- Bemis Historic District
- U.S. National Register of Historic Places
- U.S. Historic district
- Location: Roughly bounded by D St., the Illinois Central Gulf RR tracks, Sixth St. and rural property lines to the W and S, Jackson, Tennessee, United States
- Coordinates: 35°34′33″N 88°49′17″W﻿ / ﻿35.57583°N 88.82139°W
- Area: 450 acres (1.8 km^{2})
- Built: 1900
- Architect: Multiple
- Architectural style: Bungalow/craftsman; Mission/Spanish Revival; Dutch Colonial Revival; Shotgun;
- NRHP reference No.: 91001777
- Added to NRHP: December 16, 1991

= Bemis, Tennessee =

Bemis is a former company town in Madison County, Tennessee, United States, now part of the city of Jackson. The Bemis Brothers Bag Company established the town in 1900 to be the site of a cotton mill and housing for the mill workers. A 450 acre area of Bemis was added to the National Register of Historic Places in 1991 as the Bemis Historic District. Much of the area is also a local historic district.

==History==
Around 1900, Judson Moss Bemis, founder and head of the Bemis company, decided that it would be advantageous for his company to have a cotton mill in a cotton-growing area in the southern United States. The site in Madison County was selected after the county government agreed to purchase 300 acre near the Illinois Central rail line and transfer it to the bag company for the project. Construction began in 1900 and the first mill, with capacity of 21,000 spindles, was in operation by June of the following year.

A planned community was built around the production facilities, largely under the direction of Albert Farwell Bemis, the son of Judson Bemis. Albert Bemis had trained as a civil engineer at the Massachusetts Institute of Technology. He endeavored to make the community appear to have grown over time. Several distinct residential neighborhoods were built around the mill buildings. Each neighborhood had its own set of varied house designs patterned upon the region's characteristic house styles, including shotgun and double shotgun, cubical, L-plan, and hall-and-parlor designs. The first of the residential neighborhoods, named Old Bemis, was built in 1900. A second neighborhood, named Bicycle Hill, was built in 1903 to support a new mill facility that opened that year. A segregated neighborhood for African American workers was created on a street named Congo Street (later renamed Butler Street) between 1903 and 1905. Additional residential areas were built later, including the Silver Circle neighborhood in 1919–1921 and West Bemis in 1926.

Community facilities provided in Bemis included schools, churches, sidewalks, fire protection services, company stores, a United States post office, a hotel, a boarding house, a railroad depot, an 850-seat auditorium designed by Massachusetts architect Andrew Hepburn and completed in 1922, a YMCA building, a swimming pool, parks, a bath house, a six-hole golf course, and a company farm. Atypical for a company town, employees were not required to live in Bemis; transportation services were available for employees living elsewhere.

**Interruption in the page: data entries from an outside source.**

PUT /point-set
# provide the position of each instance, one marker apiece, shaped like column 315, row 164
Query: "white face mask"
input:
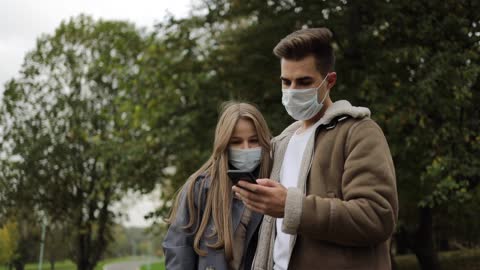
column 302, row 104
column 245, row 159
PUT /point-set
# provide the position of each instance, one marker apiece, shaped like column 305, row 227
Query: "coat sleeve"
column 178, row 243
column 368, row 212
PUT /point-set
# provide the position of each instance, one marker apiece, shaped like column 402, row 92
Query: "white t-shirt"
column 289, row 174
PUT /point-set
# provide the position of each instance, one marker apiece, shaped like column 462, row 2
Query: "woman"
column 209, row 228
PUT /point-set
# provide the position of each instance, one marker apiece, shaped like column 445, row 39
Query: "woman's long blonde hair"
column 219, row 197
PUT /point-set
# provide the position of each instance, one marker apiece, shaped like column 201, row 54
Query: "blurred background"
column 108, row 106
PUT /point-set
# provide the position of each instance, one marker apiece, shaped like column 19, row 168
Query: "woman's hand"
column 266, row 197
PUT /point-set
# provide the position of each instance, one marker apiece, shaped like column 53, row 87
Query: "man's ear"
column 331, row 79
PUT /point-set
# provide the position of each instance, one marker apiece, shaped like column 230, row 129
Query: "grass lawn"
column 450, row 260
column 62, row 265
column 69, row 265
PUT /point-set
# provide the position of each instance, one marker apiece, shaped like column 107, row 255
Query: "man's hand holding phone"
column 266, row 196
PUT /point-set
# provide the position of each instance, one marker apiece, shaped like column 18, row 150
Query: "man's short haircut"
column 305, row 42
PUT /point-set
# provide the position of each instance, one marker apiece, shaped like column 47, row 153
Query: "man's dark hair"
column 305, row 42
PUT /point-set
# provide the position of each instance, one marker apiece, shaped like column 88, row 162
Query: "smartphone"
column 237, row 175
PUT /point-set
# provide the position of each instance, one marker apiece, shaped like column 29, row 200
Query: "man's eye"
column 305, row 83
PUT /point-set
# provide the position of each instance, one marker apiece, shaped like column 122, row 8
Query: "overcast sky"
column 22, row 21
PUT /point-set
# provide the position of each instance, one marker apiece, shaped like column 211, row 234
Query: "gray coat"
column 178, row 243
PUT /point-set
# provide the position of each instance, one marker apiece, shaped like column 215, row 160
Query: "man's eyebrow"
column 306, row 78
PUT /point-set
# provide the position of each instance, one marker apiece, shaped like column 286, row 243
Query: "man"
column 331, row 202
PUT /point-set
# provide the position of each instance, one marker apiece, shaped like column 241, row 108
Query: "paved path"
column 130, row 265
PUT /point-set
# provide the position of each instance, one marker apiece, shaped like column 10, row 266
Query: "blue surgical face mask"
column 245, row 159
column 302, row 104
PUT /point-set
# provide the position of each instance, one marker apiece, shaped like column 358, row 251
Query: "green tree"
column 8, row 242
column 414, row 64
column 73, row 140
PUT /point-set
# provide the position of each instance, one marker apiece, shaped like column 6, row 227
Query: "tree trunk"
column 52, row 263
column 423, row 242
column 393, row 263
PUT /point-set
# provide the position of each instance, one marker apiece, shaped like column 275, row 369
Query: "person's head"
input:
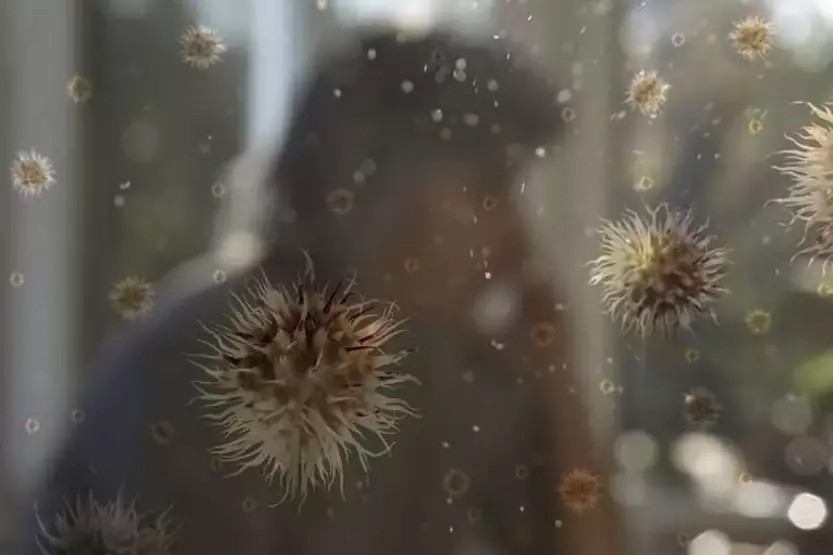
column 405, row 152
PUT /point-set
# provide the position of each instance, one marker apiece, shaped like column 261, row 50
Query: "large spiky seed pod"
column 115, row 528
column 810, row 196
column 301, row 379
column 660, row 272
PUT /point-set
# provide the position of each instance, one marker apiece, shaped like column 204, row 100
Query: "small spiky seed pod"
column 31, row 173
column 752, row 38
column 647, row 92
column 132, row 297
column 113, row 528
column 298, row 380
column 810, row 196
column 580, row 489
column 700, row 408
column 658, row 273
column 202, row 47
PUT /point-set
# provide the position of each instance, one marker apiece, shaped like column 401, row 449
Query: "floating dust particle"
column 607, row 387
column 691, row 355
column 644, row 183
column 340, row 201
column 678, row 39
column 683, row 539
column 758, row 322
column 218, row 190
column 77, row 416
column 32, row 426
column 456, row 482
column 219, row 276
column 411, row 265
column 16, row 279
column 489, row 203
column 542, row 334
column 162, row 432
column 79, row 89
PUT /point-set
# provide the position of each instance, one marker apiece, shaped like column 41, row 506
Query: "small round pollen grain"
column 79, row 89
column 542, row 334
column 759, row 322
column 77, row 416
column 691, row 355
column 411, row 265
column 456, row 482
column 162, row 432
column 16, row 279
column 489, row 203
column 32, row 426
column 340, row 201
column 219, row 276
column 218, row 190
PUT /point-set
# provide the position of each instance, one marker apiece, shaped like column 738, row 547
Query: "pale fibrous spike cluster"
column 116, row 528
column 647, row 92
column 810, row 196
column 658, row 273
column 300, row 379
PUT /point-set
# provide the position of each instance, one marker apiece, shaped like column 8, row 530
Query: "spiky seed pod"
column 580, row 489
column 647, row 92
column 660, row 272
column 300, row 380
column 114, row 528
column 31, row 173
column 810, row 196
column 752, row 38
column 202, row 47
column 700, row 408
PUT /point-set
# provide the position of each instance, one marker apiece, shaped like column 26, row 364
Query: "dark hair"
column 381, row 97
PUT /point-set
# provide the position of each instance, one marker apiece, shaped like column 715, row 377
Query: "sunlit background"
column 136, row 168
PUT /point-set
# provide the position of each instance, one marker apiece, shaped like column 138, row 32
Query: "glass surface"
column 416, row 276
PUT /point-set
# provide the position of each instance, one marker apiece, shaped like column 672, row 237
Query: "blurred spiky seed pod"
column 647, row 92
column 660, row 272
column 810, row 196
column 114, row 528
column 580, row 489
column 700, row 408
column 299, row 379
column 752, row 38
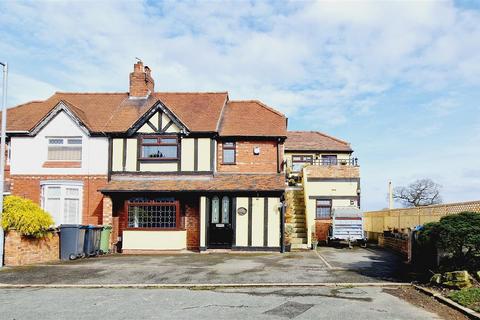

The mills at Bemis produced complete lines of fabric sheeting and thread for shipment to other Bemis company facilities for use in sewing bags. In 1950, the company reported that its mills in Bemis held 50,000 spindles and 1,710 looms and that they employed 1,250 workers who processed 26,000 bales of cotton annually, producing 50 million yards (45,720,000 m) of cotton cloth and one million pounds (about 450,000 kg) of thread. The success of the community for the Bemis Company helped encourage the company to establish a second company town, Bemiston in Alabama (now part of Talladega), in the late 1920s.

Around 1965, the Bemis company began a process of selling off the company town. Workers were given the opportunity to purchase houses with company financing. By the end of the decade, most of the houses had been sold.

In 1977, Bemis was annexed by the city of Jackson. In 1976, Bemis lost its status as a postal city, but the post office continued to operate. The Bemis Company sold the mills in 1980. The new owner operated them until 1991.

In 1991, the year that the mills closed, Bemis was listed on the National Register of Historic Places as the Bemis Historic District. The listing included 450 acre and 511 contributing buildings, three contributing sites, eight contributing structures, and one contributing object. Buildings of particular interest in the historic district include the cotton mill building, the auditorium which now houses the Bemis Museum; and the Bemis United Methodist Church, built in 1908 as the Union Church to serve residents all faiths and later dedicated as a Methodist church after several other denominations had built churches in Bemis.

In 2014, the city of Jackson announced plans to tear down the Bemis Mill and create a memorial park on the site where it stood. Although the mill was included in the Bemis National Register historic district, it was not part of the local historic district, so it was not protected by local historic district regulations against demolition of historic properties.

It has been noted by Tennessee Historical Society authors that shotgun houses were disappearing due to negative real estate pressure in nearby downtown Jackson, Tennessee, but were valued and being preserved by homeowners and the community of Bemis.

Industrial facilities currently operating in Bemis include the cotton gin and a modern cotton warehouse located south of the old Bemis Mill.